In Micah 7:18-19 we read about God treading our sins under his feet and hurling all of our iniquities into the depths of the sea. Here is another anthropomorphism assuring us that God will never see our sins again, and "therefore, there is now no condemnation for those who are in Christ Jesus" (Rom. 8:1). In Psalm 103:12 the psalmist declares, "As far as the east is from the west, so far has he removed our transgressions from us." That means our burden, our guilt, and our filth is gone.
Hebrews 9:22 tells us, "Without the shedding of blood there is no forgiveness of sins," but the truth is, blood was shed. The highest price was paid--not the blood of bulls and goats but the blood of Jesus Christ, the Son of God. Therefore, if blood was shed, there is forgiveness. Isn't that true? In Ephesians 1:7 Paul says, "In him we have redemption through his blood, the forgiveness of sins, in accordance with the riches of God's grace that he lavished on us." So here we see the wonderful generosity of God in forgiving us all our sins.
What practical lessons can we learn from this account of the institution of the Lord's Supper? First, Christ is the host--this Christ to whom is given all authority in heaven and on earth, as we read in Matthew 28:18. It is his table. Now, if that is true, aren't we glad that he invited us? It is he who invited us individually. Didn't he say to take the bread, individually, and eat it, and to drink, every one of you? We are the invited guests of the King of the universe, the Lord Jesus Christ, whose death brought about total forgiveness of our sins. We can come to his table and eat with him.
Second, Christ is the mediator of the new covenant. If that is the case, he has made us partners to whom his blessings flow. In John 15:5 he said, "I am the vine; you are the branches." This should make us ecstatic. First we are invited by him, and then he makes us partners with him. What confidence this gives us!
Third, Jesus Christ is the Lamb slain on Golgotha, and his outpoured blood cleanses us from all our sin and makes us whiter than snow. Think about that. In Isaiah 1:18 we read, "'Come now, let us reason together,' says the Lord. 'Though your sins are like scarlet, they shall be as white as snow; though they are red as crimson, they shall be like wool.'" Jesus died and shed his blood, which has cleansed us.

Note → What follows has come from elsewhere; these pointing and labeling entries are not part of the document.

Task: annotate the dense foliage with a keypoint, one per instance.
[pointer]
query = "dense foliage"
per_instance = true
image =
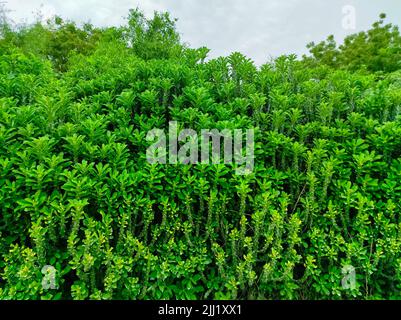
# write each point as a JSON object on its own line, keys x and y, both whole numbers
{"x": 77, "y": 193}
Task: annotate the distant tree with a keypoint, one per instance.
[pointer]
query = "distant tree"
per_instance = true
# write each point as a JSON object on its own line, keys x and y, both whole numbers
{"x": 153, "y": 38}
{"x": 378, "y": 49}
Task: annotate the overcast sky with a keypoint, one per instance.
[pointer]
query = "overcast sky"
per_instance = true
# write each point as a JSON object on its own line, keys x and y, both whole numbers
{"x": 258, "y": 28}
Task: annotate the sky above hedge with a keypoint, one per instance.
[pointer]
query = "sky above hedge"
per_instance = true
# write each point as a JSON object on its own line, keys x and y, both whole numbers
{"x": 258, "y": 28}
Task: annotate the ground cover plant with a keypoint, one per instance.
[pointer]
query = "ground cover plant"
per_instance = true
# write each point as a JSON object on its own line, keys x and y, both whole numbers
{"x": 77, "y": 193}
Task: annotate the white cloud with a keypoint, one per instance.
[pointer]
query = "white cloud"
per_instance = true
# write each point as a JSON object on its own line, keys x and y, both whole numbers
{"x": 258, "y": 28}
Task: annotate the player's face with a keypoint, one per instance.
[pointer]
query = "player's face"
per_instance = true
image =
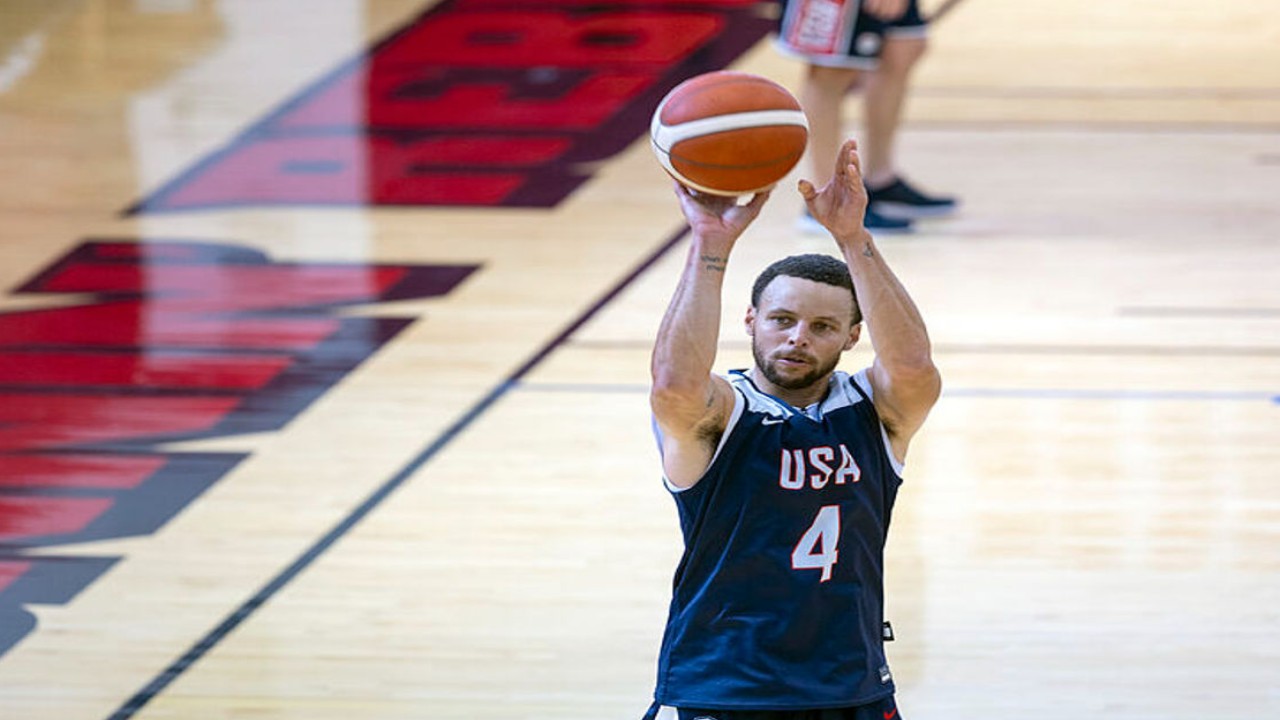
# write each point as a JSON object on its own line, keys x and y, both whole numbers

Fourth, this King of the universe is also our brother and friend. He said, "I call you my friends." As our brother and friend, he daily shows us how to live for his glory. He is our older brother.
Finally, as the source of all spiritual blessings, it is in Jesus Christ that we have been blessed with all spiritual blessings. Even now he fills us, not with grief, but with joy and gladness by his presence. Did he die to make us miserable? No, he died to make us happy. In Psalm 51 David asked God to blot out all his transgressions and cleanse him, that the bones which God had crushed would rejoice and be glad. We need to understand that Christ died to remove our sadness and misery and to put an end to all our grief. No wonder St. Paul could write from prison to the Philippians: "Rejoice; I say again, rejoice."
May we also rejoice as we consider these things and celebrate this sacrament in intelligent remembrance of our Lord Jesus Christ!